Is this how real-world humans would actually react to the emergence of super-humans? I seriously doubt it. As long as the mutants accepted conventional norms of their societies, we’d treat them like celebrities or sports stars. Each country would take nationalistic pride in “their” mutants, just as each country now takes pride in their freakishly talented countrymen in the Olympics.
Of course, popular acceptance wouldn’t extend to mutants who openly embraced or acted upon an ideology of mutant supremacy. But as long as mutants spoke like loyal citizens of their nations of origin, we’d treat them better, not worse, than normal. We’d fawn on mutants even if they were arrogant jerks. See the folks on the covers of our supermarket tabloids.
My main doubt: How many bad apples in the mutant community would it take to turn public opinion against their kind? Suppose 5% of mutants tried to kill off our leaders and assume dictatorial control. If they failed, perhaps we’d try to intern the remaining 95%, leading to mutant polarization, leading to human polarization, with only one side left alive in the end.
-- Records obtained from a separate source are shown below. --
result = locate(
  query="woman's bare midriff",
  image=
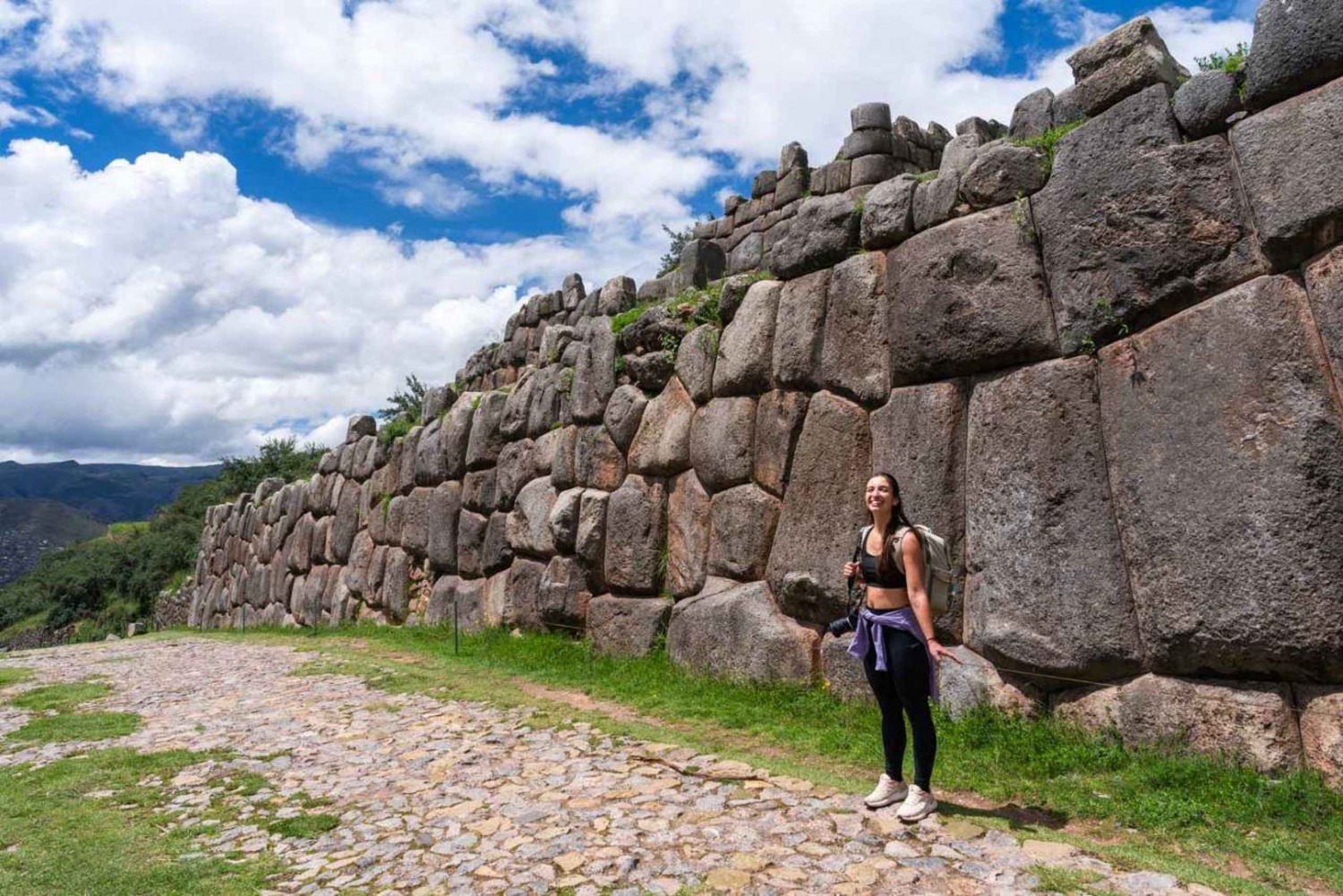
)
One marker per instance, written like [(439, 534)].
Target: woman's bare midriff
[(886, 598)]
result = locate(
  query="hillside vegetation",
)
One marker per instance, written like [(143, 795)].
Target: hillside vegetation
[(31, 527), (98, 586), (107, 492)]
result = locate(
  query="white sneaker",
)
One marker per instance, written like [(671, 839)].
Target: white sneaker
[(918, 805), (886, 791)]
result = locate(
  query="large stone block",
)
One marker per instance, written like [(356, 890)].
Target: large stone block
[(720, 442), (618, 294), (1135, 225), (563, 600), (1288, 158), (1033, 115), (1205, 102), (740, 633), (518, 407), (888, 212), (623, 414), (480, 491), (346, 522), (598, 463), (747, 344), (1296, 46), (826, 227), (1249, 721), (778, 426), (800, 330), (594, 372), (636, 536), (663, 442), (824, 509), (564, 519), (445, 506), (563, 474), (966, 297), (1322, 730), (1002, 172), (521, 594), (528, 525), (1324, 286), (1122, 64), (395, 592), (470, 543), (688, 535), (429, 456), (590, 535), (496, 551), (516, 468), (456, 432), (741, 531), (415, 522), (1047, 587), (854, 352), (626, 627), (1225, 415), (935, 201), (695, 362), (974, 683)]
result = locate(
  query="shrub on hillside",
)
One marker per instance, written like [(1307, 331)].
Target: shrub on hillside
[(126, 573)]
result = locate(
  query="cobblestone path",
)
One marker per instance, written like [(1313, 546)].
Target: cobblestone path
[(461, 797)]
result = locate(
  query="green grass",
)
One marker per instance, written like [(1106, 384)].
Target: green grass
[(304, 826), (13, 675), (1228, 59), (629, 316), (394, 429), (58, 840), (1061, 880), (61, 697), (121, 530), (1048, 142), (77, 726), (1160, 809)]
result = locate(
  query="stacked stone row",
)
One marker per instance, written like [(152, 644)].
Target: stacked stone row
[(1117, 394)]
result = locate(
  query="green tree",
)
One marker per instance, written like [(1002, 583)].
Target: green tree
[(407, 402)]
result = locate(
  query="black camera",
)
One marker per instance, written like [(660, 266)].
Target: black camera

On reflection, though, even this scenario doesn’t hold water. If 5% of mutants tried to seize power, existing authorities would almost certainly recruit the remaining 95% to defend themselves – and hasten to add that “The best defense is a good offense.” If the U.S. and U.S.S.R. could competitively embrace former Nazi scientists after World War II, it’s hard to believe that the world’s leading governments would ever decide, “The only good mutant is a dead mutant.” The leading slogan, instead, would be, “Our mutants have to beat their mutants.” X-men is a timeless parable of prejudice and group identity, but its hypothetical predictions aren’t credible.